Masonlar.org - Harici Forumu

 

Gönderen Konu: Yıldız Kenter hayatını kaybetti  (Okunma sayısı 6808 defa)

0 Üye ve 1 Ziyaretçi konuyu incelemekte.

Kasım 17, 2019, 08:40:08 ös
  • Uzman Uye
  • ****
  • İleti: 3234
  • Cinsiyet: Bay

Yıldız Kenter hayatını kaybetti
Usta oyuncu Yıldız Kenter kaldırıldığı hastanede yaşamını yitirdi...
 
https://odatv.com/images/2019_11/2019_11_17/yildiz-kenter-hayatini-kaybetti-17111930_m2.jpg?v=1574011794

17.11.2019
Usta oyuncu Yıldız Kenter kaldırıldığı hastanede yaşamını yitirdi.

Tiyatronun usta ismi, 92 yaşında hastanede tedavi görüyordu.
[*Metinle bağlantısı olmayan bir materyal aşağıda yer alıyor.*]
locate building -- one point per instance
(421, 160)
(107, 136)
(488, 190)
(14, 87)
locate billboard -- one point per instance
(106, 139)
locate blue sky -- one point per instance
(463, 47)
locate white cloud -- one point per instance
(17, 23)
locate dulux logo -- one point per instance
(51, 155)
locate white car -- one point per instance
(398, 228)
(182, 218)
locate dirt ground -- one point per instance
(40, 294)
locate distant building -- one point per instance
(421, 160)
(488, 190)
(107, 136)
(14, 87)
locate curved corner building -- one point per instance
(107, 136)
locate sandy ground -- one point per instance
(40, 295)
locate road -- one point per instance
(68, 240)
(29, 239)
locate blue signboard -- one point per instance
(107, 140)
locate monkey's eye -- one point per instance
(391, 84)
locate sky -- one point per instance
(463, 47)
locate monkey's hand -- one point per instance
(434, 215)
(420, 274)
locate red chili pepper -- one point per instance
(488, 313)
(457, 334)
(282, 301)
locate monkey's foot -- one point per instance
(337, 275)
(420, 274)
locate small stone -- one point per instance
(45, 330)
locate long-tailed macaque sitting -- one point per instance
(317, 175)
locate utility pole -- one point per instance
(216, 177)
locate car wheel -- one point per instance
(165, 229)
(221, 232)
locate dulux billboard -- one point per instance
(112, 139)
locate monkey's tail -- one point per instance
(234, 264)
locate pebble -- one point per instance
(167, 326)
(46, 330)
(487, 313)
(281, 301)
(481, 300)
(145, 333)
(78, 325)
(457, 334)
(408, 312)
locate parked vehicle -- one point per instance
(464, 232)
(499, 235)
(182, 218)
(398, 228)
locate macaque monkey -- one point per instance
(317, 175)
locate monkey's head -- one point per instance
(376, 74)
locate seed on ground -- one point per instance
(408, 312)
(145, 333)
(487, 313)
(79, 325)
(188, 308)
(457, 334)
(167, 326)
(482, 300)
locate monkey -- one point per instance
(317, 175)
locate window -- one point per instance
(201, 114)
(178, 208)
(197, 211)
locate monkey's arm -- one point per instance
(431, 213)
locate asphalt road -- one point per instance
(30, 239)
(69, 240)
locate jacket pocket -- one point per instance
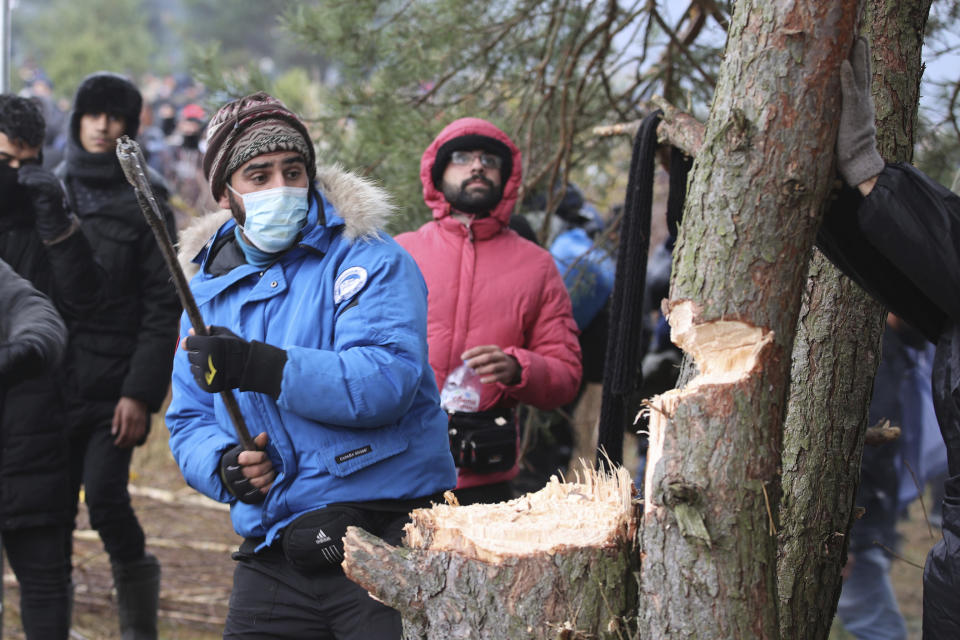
(350, 450)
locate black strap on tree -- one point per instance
(622, 373)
Akciğer tedavisi gören Kenter, bir süredir yoğun bakımdaydı.

Kenter'in akşam saatlerinde hayatını kaybettiği aktarıldı.

YAKILMAK İSTİYORDU

Yıldız Kenter, 2008’de Odatv’ye yaptığı açıklamalarda, hayatını kaybettikten sonra yakılmak istediğini açıklamıştı.

Kenter o açıklamalarında özetle şu ifadeleri kullanmıştı:

“Ben yakılmak istediğimi söylüyorum. Bunun sebebi var zaten mecbur olacaklar ileride bunu yapmaya. Mezarlıklar adam almıyor artık. Geçen gün benim yengem öldü. Ölüsünü ağabeyimin yanına gömdüler, üstüne gömdüler yani. Fakat yol diye bir şey yok, yollara bile gömmüşler ve üstüne basıyorsun yüreğin titriyor.

Ölüye saygı nerede, çöplük gibi, bakımsız Karacaahmet’tin o bölümleri. Adamlara para veriyoruz, temizlesinler bilmem ne diye, yok olmuyor, olmuyor ve oraya gittiğim zaman ben her zaman zor buluyorum yolu. Saygılı yerler değil maalesef, yakışmıyor bize, bu kadar bakımsız, bu kadar çöplük gibi tinerci çocukların dolaştığı bakımsız, tehlikeli yerler çoğunlukla.”

YILDIZ KENTER KİMDİR

İstanbul’da doğdu. Ankara Devlet Konservatuvarı Yüksek Bölümünü sınıf atlayarak bitirdi. On bir yıl Ankara Devlet Tiyatrosu’nda çalıştı. Rockefeller bursu kazanarak American Theatre Winng, Neighbourhood Play House ve Actor’s Studio’da oyunculuk ve oyunculuk öğretiminde yeni teknikler üzerine çalışmalar yaptı. Ankara Devlet Konservatuvarı'na hoca olarak atandı. 1959'da Devlet Tiyatrosu'ndan ayrıldı. Muhsin Ertuğrul ile bir yıl çalıştı. Kardeşi Müşfik Kenter ve eşi Şükran Güngör ile Kent Oyuncuları topluluğunu kurdu. Daha sonraki yıllarda sürekli olarak Amerika Birleşik Devletleri ve İngiltere’de “Değişen Eğitim Metotları” ve “Oyunculuk Metotları” üzerine çalışmalar yaptı.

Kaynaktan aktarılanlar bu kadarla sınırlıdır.